A friend dropped me a message yesterday to ask if I’d like three compost bins. I rarely say no to offers of free stuff for the garden so I said I could go to pick them up today. Imagine my delight when I realised that two of them at least are 600 litre bins. That’s quite a bit larger than your standard dalek bin so I was thrilled.

Once I’d lugged them down to the vegetable garden I put one together. It was something of a conundrum at first, but luckily I found the instructions on the internet, thanks to an Ecosia search.
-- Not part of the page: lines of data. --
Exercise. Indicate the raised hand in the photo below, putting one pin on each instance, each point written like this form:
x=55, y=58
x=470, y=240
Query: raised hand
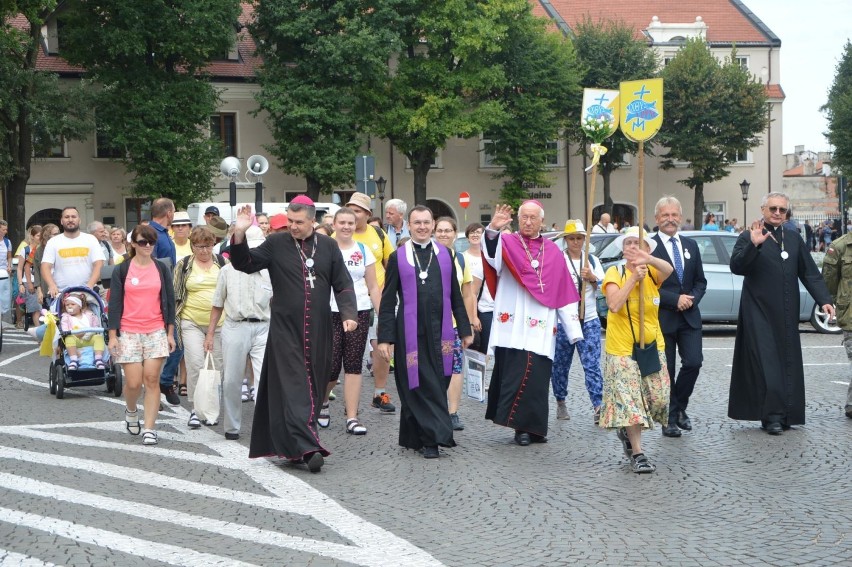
x=502, y=217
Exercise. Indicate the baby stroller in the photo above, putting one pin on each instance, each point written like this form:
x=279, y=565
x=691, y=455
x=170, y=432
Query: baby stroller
x=86, y=374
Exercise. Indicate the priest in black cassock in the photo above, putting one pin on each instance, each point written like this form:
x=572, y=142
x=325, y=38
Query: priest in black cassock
x=421, y=275
x=767, y=380
x=304, y=268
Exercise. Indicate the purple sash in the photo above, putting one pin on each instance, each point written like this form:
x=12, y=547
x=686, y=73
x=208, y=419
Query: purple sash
x=408, y=281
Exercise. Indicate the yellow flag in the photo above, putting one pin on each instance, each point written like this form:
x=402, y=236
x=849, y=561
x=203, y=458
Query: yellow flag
x=641, y=104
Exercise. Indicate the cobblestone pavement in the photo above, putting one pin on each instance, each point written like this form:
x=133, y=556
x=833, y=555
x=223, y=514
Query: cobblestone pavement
x=75, y=489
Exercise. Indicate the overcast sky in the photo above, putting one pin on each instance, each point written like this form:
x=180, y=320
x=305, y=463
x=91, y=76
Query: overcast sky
x=812, y=35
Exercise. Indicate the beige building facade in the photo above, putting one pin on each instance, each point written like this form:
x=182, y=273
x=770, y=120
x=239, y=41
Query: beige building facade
x=75, y=175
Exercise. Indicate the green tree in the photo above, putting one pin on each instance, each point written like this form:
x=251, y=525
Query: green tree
x=317, y=55
x=542, y=73
x=610, y=52
x=713, y=110
x=838, y=111
x=34, y=105
x=156, y=98
x=441, y=82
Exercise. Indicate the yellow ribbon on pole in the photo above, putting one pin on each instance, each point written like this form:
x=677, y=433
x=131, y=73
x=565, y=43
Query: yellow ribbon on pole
x=598, y=150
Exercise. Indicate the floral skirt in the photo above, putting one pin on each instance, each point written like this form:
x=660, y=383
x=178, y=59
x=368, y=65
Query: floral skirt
x=629, y=399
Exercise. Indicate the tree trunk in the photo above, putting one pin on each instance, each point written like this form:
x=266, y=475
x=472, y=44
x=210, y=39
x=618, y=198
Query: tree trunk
x=421, y=163
x=313, y=188
x=698, y=206
x=16, y=192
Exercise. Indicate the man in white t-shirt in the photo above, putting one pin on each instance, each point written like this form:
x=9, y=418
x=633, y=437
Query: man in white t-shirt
x=71, y=258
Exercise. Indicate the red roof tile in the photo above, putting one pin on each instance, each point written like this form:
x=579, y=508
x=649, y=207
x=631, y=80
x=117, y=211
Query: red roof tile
x=243, y=68
x=727, y=20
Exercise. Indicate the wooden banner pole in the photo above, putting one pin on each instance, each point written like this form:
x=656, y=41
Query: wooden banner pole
x=641, y=237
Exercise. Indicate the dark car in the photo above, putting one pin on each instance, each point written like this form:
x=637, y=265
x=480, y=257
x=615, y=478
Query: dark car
x=721, y=302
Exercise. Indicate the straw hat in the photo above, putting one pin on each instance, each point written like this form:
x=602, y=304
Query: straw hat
x=573, y=226
x=361, y=200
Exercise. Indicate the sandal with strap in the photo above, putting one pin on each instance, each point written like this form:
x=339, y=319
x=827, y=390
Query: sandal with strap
x=131, y=422
x=354, y=427
x=324, y=418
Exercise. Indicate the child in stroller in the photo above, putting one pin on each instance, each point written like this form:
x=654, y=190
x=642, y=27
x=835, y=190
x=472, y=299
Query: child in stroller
x=78, y=315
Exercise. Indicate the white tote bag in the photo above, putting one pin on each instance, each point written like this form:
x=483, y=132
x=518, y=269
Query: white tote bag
x=207, y=391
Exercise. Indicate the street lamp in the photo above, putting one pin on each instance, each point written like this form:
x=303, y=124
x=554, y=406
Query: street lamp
x=380, y=187
x=744, y=188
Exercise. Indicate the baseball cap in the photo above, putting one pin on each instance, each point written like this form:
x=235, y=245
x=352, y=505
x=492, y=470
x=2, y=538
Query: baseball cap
x=181, y=217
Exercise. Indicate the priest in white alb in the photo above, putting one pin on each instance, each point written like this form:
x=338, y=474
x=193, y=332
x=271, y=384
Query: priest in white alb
x=534, y=292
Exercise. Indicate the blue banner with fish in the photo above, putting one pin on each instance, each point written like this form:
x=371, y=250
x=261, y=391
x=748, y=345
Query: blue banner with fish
x=641, y=107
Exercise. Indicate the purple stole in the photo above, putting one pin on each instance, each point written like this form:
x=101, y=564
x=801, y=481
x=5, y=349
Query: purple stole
x=408, y=280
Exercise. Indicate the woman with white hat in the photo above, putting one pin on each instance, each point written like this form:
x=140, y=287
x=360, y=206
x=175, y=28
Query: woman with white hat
x=636, y=381
x=588, y=349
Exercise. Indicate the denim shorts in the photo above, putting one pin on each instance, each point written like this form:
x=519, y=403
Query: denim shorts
x=138, y=347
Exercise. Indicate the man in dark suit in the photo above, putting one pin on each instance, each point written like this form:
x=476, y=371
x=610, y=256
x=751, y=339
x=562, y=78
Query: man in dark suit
x=680, y=319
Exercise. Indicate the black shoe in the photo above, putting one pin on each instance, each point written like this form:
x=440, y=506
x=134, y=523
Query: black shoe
x=682, y=420
x=671, y=430
x=382, y=402
x=315, y=462
x=171, y=396
x=625, y=442
x=430, y=452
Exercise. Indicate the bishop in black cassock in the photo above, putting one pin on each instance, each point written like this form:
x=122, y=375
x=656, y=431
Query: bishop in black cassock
x=297, y=362
x=767, y=379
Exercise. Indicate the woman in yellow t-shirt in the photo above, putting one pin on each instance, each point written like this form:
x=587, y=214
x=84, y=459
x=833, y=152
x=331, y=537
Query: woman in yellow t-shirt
x=195, y=282
x=632, y=402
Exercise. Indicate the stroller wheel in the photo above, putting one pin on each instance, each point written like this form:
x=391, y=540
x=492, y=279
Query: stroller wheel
x=61, y=373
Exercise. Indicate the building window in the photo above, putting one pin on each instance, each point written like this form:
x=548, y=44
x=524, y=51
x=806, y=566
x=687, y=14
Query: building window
x=486, y=153
x=741, y=157
x=552, y=157
x=135, y=211
x=223, y=127
x=48, y=148
x=105, y=147
x=437, y=162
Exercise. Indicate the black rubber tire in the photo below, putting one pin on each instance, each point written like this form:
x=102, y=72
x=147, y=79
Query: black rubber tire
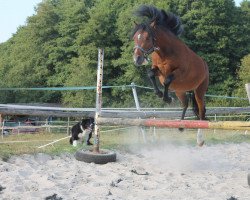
x=248, y=179
x=89, y=156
I then started moving compost into it.

Compost turned into one of the ‘new’ bins.

With the ‘new’ bin on the right

If you’ve ever turned or moved compost you’ll know that it’s damned hard work and I gave up once the bin was three-quarters full. I was on the brink of sloping off for a cup of tea and a rest when I remembered a BBC Outlook podcast I’d heard recently. In it a young man who had taught himself to play piano on a paper keyboard said ‘you can always do a bit more than you think you can’. So with his words ringing in my ears I made up the next bin and began to fill that from my current palette heaps too.

Two bins in place. Once the third one is made up I’ll be able to move all the rubbish and the other two open compost piles away completely.

Compost nearly gone from one bay.

I haven’t finished. I’m 67 for heaven’s sake and I’ve put on more weight than I care to think about over Christmas and New Year. However, I’m thrilled to bits with my free bins. They’re going to make compost-making a whole lot tidier and better organised. Tomorrow I intend making up the third bin and dismantling the current messy palette bays.

Thanks for passing the bins on to me Katie & Gordon. I’ll make good use of them.

Homemade compost is producing some monster cauliflowers. Look at the size of this.

This is one cauliflower. The curd is still only the size of my hand and has a way to go, but if the leaves are anything to go by it will be huge. Gloves for scale.

These cauliflowers are self-blanching. The inner leaves twist into a coil and cover the central head - the curd - to keep it out of the glare of the sun and keeping it white. This one is still tiny and won’t be ready for a few weeks yet.